Kansas basketball: Women’s coach Brandon Schneider facing last chance at redemption

Kansas Jayhawks head coach Brandon Schneider, Mandatory Credit: Erich Schlegel-USA TODAY Sports
Kansas Jayhawks head coach Brandon Schneider, Mandatory Credit: Erich Schlegel-USA TODAY Sports /

The Kansas basketball women’s team is about to embark on their seventh season under head coach Brandon Schneider. It’s been an underwhelming tenure under Schneider, to say the least, and this may be his last shot to prove he belongs in the Big 12.

Schneider owns a coaching record of 57-98 during his time at Kansas. In Big 12 play, he’s just 14-94.

The Big 12 record especially is abysmal and unacceptable.

During his six years at the helm, the Kansas women’s team has finished last in the final Big 12 standings all but once (they finished ninth in 2017-18). They also have zero NCAA Tournament appearances and zero postseason tournament appearances of any kind.

The Kansas women’s program has never been a juggernaut, but under Schneider’s predecessor, Bonnie Henrickson, the Jayhawks at least experienced mild postseason success – making the WNIT Finals in 2009 and back-to-back Sweet 16 appearances in 2012 and 2013.

Kansas basketball deserves better for the women’s team, so why is Schneider still around?

Schneider likely would have been let go by now if it weren’t for a few things working in his favor.
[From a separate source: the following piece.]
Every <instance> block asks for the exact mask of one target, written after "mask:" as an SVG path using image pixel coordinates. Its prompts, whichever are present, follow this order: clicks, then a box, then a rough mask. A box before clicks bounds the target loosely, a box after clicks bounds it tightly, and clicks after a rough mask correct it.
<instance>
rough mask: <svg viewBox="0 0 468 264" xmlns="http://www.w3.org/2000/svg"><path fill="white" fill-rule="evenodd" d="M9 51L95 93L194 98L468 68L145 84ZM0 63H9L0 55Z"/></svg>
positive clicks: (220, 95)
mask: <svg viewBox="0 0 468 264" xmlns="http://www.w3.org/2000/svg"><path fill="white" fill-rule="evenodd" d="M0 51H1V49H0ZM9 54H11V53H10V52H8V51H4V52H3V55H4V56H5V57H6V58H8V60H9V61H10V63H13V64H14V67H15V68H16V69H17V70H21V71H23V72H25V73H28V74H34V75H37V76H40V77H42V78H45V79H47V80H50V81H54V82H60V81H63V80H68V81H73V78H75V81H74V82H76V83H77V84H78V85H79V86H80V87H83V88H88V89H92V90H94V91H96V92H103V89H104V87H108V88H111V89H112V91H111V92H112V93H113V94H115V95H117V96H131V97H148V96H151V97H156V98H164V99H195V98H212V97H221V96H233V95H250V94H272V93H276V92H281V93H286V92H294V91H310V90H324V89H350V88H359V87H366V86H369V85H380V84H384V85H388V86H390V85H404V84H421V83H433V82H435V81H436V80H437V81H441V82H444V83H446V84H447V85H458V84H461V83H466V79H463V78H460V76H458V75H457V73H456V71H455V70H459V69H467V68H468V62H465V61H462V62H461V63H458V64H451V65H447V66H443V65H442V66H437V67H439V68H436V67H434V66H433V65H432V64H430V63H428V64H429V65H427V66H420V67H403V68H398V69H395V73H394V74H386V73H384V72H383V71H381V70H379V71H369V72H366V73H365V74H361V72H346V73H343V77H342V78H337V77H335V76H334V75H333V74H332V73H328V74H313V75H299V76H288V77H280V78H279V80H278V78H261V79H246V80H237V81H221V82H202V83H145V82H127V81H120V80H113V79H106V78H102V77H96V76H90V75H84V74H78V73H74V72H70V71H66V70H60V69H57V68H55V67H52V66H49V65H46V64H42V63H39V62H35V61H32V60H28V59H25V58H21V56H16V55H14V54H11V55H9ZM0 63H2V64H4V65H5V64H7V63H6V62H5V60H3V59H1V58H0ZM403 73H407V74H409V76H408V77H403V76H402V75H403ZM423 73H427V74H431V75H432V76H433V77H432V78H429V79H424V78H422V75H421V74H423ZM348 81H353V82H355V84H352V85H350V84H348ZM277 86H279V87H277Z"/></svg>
First, Schneider was – for some inexplicable reason – awarded an undisclosed two-year contract extension in the spring of 2018 by then-athletic director Sheahon Zenger. It extended his original five-year contract through this upcoming 2021-22 season.

Then Zenger was fired shortly after in May 2018, essentially giving Schneider a grace period for that upcoming season as new athletic director Jeff Long wasn’t hired until July 2018. That timing would have made it too difficult for Long to find a replacement that close to the season.

Schneider caught another break when Long was fired this past March. The Jayhawks had another terrible season, finishing 7-18 overall and 3-15 in Big 12 play.

It certainly wouldn’t have been unwarranted for Kansas to move on at that point, but the transition between Long and now-current athletic director Travis Goff likely saved him once again. Goff also came in laser-focused on hiring a new head football coach and had little time to spread his attention elsewhere.

And with the pandemic causing a big revenue shortfall for Kansas Athletics, it’s unlikely that the money was there to buy out Schneider’s remaining contract.

Schneider had a remarkable run at Division II Emporia State, leading them to a national championship in 2010, and then parlayed that into another successful run at Stephen F. Austin.

But the Big 12 has thus far proven to be too tall of a task for Schneider. The Jayhawks are picked to finish last once again this season, according to a preseason poll voted on by Big 12 coaches.

Maybe the recent additions of assistant coaches Karyla Middlebrook and Morgan Paige, who were brought in to replace former assistants Jhasmin Player and Damitria Buchananto, to his coaching staff will help, but at this point, it will take a pretty remarkable turnaround for Schneider to keep his job.

This season will likely be Schneider’s last chance to prove he belongs at the University of Kansas.